Рассматривая себя в зеркало, я думала о том, что существует два вида взрослых: есть Питеры Ван Хаутены — жалкие создания, рыскающие во земле в поисках, кому бы причинить вред. И еще были такие, как мои родители — бродящие зомби, делающие все, что нужно, чтобы продолжать бродить.
Ни одна из этих перспектив не показалась мне особенно привлекательной. Мне вздумалось, что я уже видела все доброе и светлое в мире, и я начала подозревать, что даже если бы не вмешалась смерть, такая любовь, как у нас с Августом, не продлилась бы долго. Один поэт написал: Лишь день прольет свой цвет — / Вот золота и нет[56].

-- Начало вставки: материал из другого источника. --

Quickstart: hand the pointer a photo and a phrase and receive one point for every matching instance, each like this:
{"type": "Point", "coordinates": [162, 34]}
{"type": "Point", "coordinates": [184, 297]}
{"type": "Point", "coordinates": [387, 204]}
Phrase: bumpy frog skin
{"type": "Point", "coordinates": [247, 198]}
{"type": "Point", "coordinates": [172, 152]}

Кто-то постучал в дверь ванной.
— Оккупада[57], - сказала я.
— Хейзел, — сказал папа. — Я войду?
Я не ответила, но через пару секунд открыла дверь. Я села на опущенное сиденье унитаза. Почему дышать — это так сложно? Папа присел на колени рядом со мной. Он схватил мою голову и прижал ее к своим ключицам, а потом сказал:
— Мне жаль, что Гас умер.
Дышать, прижавшись к его футболке, было трудно, но чувствовать, как крепко он меня обхватил, и погрузиться в его умиротворяющий запах было приятно. Он словно сердился или вроде того, и мне это нравилось, потому что я тоже сердилась.
— Это все полная хрень, — сказал он. — Все это. Восьмидесятипроцентная вероятность выздоровления, а он попадает в двадцать процентов? Херня. Он был таким ярким парнем. Херня. Ненавижу. Но любить его было чем-то особенным, правда же?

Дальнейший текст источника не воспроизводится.